L'histoire :
Ce qui (…) touche en lisant et regardant les dessins des gitans de Kkrist Mirror c’est qu’à travers la beauté du graphisme, il n’y a rien de faux, ni dans les visages, ni dans les costumes, ni dans les coiffures. Les attitudes des femmes, des enfants, des hommes, souvent tête baissée ou le regard droit dans les yeux (…). La tête baissée c’est souvent le chagrin, le recueillement, les regards droits dans les yeux c’est la méfiance caractéristique du peuple gitan depuis des siècles à forces d’injustices et de persécutions. Rejetés de tout, de partout, les gitans regardent droit dans les yeux pour voir et lire à travers le regard ce que la bouche ne dit pas. Gitans, Tsiganes, Manouches, peuple ensemble et ouvert, sans préjugé, sans racisme, se protège et protège les siens. Ils partagent avec les autres la joie de vivre qu’ils consument sans réserve dans l’amitié, dans les rassemblements autour de la musique et dans les prières, guitares et chants, qu’ils transforment en fête aussi. Le peuple gitan n’a jamais eu peur des vivants, ni des persécuteurs actuels, ni des nazis qui les ont exterminés, ni de la puissance économique, ni des lois qui leur interdisent d’être ce qu’ils sont, de vivre comme ils sont. Le peuple gitan n’a peur que des esprits et de Baro Devel (dieu). La force des gitans de vivre libres n’a jamais disparu depuis neuf siècles qu’on leur lime la peau à coups de lois scélérates. Cette force est dans la foi et dans le fait qu’ils n’ont jamais changé de cap. Le peuple gitan n’a pas de patrie, pas de pays, mais il a ce cap qui le pousse à ne jamais renoncer à sa liberté profonde et à sa spiritualité. A Sainte Sara...
Ce qu'on en pense sur la planète BD :
Poursuivant sur la thématique de son précédent Tsiganes, Kkrist Mirror réédite chez Steinkis ce titre précédemment paru chez Emmanuel Proust (il y 9 ans), plus personnel encore, et exigeant. Préfacé par Tony Gatlif, réalisateur de Exils, bénéficiant d’une édition soignée « de luxe », Gitans n’est en effet pas à proprement parler une bande dessinée – au sens classique du terme en tout cas. L’album n’offre pas vraiment d’intrigue, mais se présente telle une plongée passionnée dans un événement annuel rassemblant chaque année en Camargue la communauté des « gens du voyage ». Venus des quatre coins d’Europe, Manouches (d’Allemagne), Gitans (d’Espagne), Roms (de Roumanie et Russie), Tsiganes, etc. tous composantes du dernier peuple nomade européen, se retrouvent afin de célébrer leurs Saintes (Marie Jacobé, Salomé et Sara).
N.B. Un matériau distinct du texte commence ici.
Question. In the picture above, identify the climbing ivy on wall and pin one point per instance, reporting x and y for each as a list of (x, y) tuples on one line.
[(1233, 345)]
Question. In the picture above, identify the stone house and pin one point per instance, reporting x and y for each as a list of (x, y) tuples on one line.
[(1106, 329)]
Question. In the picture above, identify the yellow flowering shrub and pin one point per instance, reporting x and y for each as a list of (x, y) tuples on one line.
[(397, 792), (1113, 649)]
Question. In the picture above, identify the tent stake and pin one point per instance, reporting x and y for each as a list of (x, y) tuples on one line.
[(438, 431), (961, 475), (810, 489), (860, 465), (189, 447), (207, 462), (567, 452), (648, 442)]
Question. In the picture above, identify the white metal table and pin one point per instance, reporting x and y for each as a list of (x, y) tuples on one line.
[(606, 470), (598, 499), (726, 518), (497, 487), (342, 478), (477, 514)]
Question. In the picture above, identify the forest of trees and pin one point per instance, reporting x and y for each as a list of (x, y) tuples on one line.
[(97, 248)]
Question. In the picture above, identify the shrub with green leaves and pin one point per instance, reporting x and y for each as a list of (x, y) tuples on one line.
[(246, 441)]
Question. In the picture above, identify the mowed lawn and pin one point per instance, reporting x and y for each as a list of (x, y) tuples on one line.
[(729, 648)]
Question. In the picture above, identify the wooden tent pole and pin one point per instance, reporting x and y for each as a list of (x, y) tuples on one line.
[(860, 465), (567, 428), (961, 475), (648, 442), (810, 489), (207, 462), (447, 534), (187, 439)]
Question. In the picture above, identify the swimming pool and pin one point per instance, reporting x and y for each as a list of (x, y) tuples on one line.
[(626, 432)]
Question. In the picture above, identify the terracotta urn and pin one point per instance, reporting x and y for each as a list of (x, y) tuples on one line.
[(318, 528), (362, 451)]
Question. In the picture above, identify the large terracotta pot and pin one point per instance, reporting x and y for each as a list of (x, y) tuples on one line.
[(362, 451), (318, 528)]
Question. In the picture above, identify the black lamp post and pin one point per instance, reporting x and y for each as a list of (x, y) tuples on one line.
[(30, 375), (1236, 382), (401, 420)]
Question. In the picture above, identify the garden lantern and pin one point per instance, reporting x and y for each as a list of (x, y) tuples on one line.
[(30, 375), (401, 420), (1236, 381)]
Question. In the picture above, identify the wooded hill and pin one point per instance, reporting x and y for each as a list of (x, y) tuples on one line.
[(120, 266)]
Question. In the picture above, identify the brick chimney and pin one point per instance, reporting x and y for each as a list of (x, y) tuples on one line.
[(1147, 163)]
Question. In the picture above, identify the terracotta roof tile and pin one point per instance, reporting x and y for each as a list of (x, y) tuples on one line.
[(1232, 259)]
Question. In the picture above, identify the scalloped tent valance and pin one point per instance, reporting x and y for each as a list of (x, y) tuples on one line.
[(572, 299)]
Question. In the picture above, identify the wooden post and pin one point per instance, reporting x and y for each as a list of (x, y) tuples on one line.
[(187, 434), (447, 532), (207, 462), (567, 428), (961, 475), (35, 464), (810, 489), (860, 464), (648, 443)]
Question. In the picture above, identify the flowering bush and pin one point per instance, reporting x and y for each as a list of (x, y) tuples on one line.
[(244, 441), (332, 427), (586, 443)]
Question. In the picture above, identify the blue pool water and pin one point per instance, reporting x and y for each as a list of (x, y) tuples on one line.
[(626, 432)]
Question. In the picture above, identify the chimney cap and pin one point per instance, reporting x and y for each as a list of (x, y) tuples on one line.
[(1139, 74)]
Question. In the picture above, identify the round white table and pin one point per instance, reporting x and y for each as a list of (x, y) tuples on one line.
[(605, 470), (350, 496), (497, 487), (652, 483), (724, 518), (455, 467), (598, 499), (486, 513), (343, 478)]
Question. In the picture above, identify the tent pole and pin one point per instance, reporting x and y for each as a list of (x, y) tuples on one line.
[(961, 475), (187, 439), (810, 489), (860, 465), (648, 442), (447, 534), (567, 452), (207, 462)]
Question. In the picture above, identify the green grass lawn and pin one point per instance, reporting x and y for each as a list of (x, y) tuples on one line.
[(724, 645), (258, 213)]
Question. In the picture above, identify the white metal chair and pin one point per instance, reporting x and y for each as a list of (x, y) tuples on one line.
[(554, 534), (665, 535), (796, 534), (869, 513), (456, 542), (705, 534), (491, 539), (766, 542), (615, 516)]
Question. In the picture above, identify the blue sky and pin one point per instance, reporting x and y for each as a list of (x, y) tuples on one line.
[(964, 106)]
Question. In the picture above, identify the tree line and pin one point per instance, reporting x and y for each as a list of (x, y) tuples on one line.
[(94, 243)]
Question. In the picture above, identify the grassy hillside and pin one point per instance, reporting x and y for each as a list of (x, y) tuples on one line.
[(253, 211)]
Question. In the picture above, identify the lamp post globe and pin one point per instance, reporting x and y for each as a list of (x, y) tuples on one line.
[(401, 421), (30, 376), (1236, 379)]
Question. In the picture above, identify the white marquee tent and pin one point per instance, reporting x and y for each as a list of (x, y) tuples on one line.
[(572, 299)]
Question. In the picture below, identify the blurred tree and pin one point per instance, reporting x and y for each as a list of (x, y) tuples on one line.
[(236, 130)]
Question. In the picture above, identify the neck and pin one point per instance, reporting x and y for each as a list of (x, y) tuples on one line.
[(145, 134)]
Retour aux sources de leur identité : vérité de Dieu, vérité de Vie. S’étant rendu quatre fois là-bas (1986/87/89/94), Kkrist Mirror en a rapporté de précieux carnets et croquis qui forment aujourd’hui l’album que vous avez (ou aurez !) entre les mains. Le trait est magistral – notamment au regard des traits et expressions des visages et des corps – le choix du N/B s’en trouvant conforté. Textes et images se marient bien et, si l’on est parfois déconcerté par la dimension exaltée du ton adopté, on ne peut qu’être conquis. Ou du moins intéressé. Bousculant les clichés et idées reçues, Gitans s’adressent à tous les curieux et amoureux d’un peuple fier d’un peu plus de mille ans d’Histoire. Un album d’exception.